I never cared for stuff like double axes, as they simply wouldn't be a usable weapon. I could see a long bladed axe with a heavy weight for balance, but not two double-headed ends, a double-bladed sword, or a spiked chain. They're not cool. They're absurd. Dwarven urgosh was fine, but honestly it still seems like a poorly designed halberd.

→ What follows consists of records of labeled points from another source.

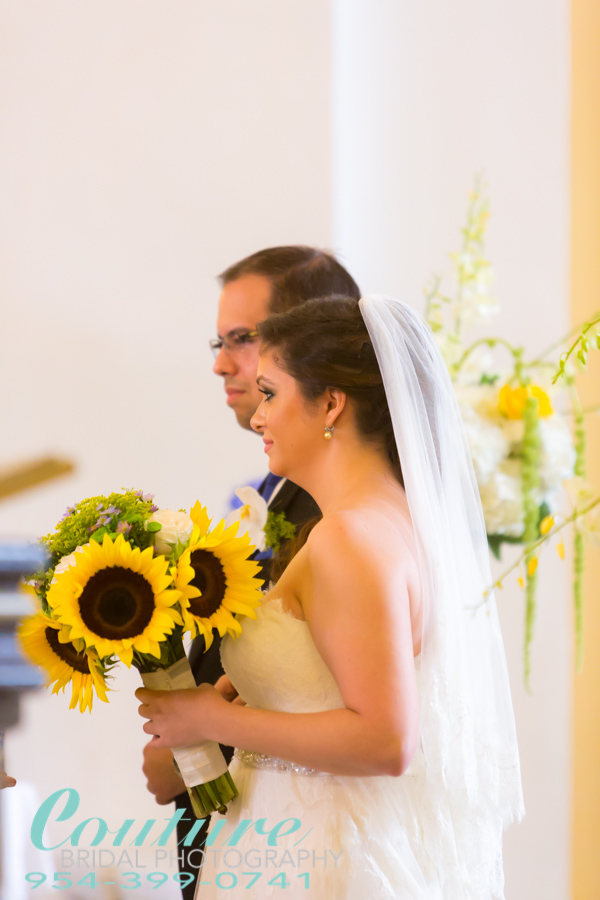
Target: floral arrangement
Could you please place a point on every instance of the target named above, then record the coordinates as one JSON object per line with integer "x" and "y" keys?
{"x": 266, "y": 529}
{"x": 126, "y": 581}
{"x": 516, "y": 413}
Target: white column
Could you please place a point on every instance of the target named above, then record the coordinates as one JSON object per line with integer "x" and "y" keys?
{"x": 426, "y": 95}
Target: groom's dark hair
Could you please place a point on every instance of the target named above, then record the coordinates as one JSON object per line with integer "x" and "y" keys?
{"x": 297, "y": 273}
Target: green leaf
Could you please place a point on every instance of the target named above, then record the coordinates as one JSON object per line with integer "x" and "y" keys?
{"x": 488, "y": 379}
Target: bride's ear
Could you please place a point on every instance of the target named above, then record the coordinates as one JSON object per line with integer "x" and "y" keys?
{"x": 335, "y": 403}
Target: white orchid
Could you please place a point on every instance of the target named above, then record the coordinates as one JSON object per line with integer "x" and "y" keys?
{"x": 251, "y": 515}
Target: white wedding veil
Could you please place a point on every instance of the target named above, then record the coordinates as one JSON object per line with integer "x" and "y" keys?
{"x": 471, "y": 779}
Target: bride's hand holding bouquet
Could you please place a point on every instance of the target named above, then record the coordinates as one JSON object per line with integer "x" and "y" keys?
{"x": 126, "y": 581}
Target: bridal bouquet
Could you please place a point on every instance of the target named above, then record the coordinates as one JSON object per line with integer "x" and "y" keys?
{"x": 517, "y": 411}
{"x": 126, "y": 582}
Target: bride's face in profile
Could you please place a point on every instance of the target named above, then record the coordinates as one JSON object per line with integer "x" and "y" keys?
{"x": 291, "y": 427}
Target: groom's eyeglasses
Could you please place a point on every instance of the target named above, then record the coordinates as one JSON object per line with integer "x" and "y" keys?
{"x": 233, "y": 342}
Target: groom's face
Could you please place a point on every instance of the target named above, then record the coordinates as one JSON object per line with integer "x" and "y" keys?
{"x": 242, "y": 304}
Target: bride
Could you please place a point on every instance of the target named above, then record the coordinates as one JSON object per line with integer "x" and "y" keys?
{"x": 377, "y": 754}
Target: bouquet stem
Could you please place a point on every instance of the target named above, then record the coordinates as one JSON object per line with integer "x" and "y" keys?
{"x": 202, "y": 767}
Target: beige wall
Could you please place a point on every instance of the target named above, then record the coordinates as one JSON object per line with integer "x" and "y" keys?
{"x": 145, "y": 147}
{"x": 426, "y": 95}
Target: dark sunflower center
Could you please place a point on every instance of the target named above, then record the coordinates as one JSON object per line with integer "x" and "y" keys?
{"x": 210, "y": 581}
{"x": 67, "y": 652}
{"x": 117, "y": 603}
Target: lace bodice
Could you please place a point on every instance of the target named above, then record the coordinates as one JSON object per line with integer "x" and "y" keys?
{"x": 275, "y": 664}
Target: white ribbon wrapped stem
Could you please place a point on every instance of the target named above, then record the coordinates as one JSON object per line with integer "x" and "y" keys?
{"x": 204, "y": 762}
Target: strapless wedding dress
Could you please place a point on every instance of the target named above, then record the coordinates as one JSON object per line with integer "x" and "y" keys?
{"x": 350, "y": 838}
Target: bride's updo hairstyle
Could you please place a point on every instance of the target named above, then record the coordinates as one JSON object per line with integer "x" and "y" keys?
{"x": 325, "y": 343}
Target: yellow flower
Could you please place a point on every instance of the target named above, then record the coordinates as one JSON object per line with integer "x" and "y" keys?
{"x": 47, "y": 644}
{"x": 216, "y": 579}
{"x": 511, "y": 401}
{"x": 117, "y": 599}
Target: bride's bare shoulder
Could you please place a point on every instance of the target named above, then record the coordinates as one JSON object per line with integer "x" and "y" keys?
{"x": 365, "y": 534}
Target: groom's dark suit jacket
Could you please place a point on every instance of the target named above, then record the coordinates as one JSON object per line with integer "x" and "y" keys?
{"x": 299, "y": 508}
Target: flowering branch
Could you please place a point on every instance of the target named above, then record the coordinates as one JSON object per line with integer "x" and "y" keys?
{"x": 585, "y": 345}
{"x": 498, "y": 582}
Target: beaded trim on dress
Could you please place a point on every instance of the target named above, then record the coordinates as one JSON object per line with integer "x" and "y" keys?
{"x": 262, "y": 761}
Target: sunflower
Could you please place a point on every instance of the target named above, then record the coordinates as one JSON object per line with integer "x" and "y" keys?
{"x": 117, "y": 599}
{"x": 47, "y": 644}
{"x": 216, "y": 578}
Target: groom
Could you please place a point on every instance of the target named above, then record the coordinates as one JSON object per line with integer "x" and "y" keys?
{"x": 270, "y": 281}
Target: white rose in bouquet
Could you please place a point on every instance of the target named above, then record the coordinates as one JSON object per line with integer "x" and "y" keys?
{"x": 176, "y": 528}
{"x": 487, "y": 442}
{"x": 558, "y": 456}
{"x": 252, "y": 516}
{"x": 502, "y": 500}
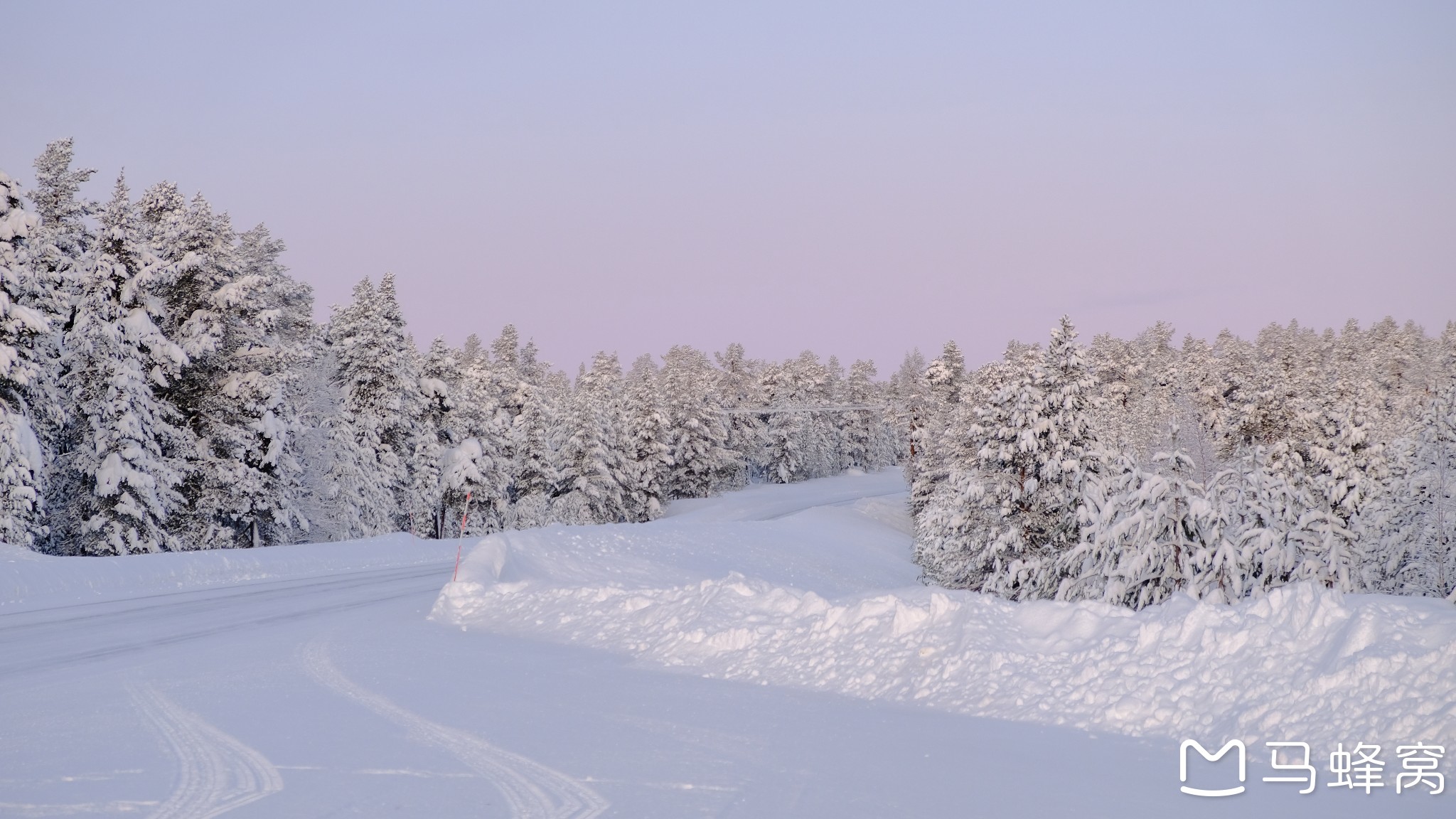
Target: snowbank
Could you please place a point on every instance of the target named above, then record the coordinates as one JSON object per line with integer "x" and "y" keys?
{"x": 29, "y": 579}
{"x": 825, "y": 599}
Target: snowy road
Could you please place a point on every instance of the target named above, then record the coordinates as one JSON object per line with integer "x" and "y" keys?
{"x": 323, "y": 691}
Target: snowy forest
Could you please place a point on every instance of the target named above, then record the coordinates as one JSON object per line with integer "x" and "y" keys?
{"x": 166, "y": 388}
{"x": 1128, "y": 471}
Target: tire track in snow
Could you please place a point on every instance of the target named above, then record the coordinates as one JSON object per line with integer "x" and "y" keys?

Generallly, my stance is: If you're saying, "I want something unusual to be cool."? Ok, absolutely. "I want something unusual for mechanical advantage."? No, probably not; it's not fun when players eclipse each other. In practice I'll allow advantages if they're minor enough, or more if a player wants to show the creation and establishment of the item during the campaign instead of starting play with it.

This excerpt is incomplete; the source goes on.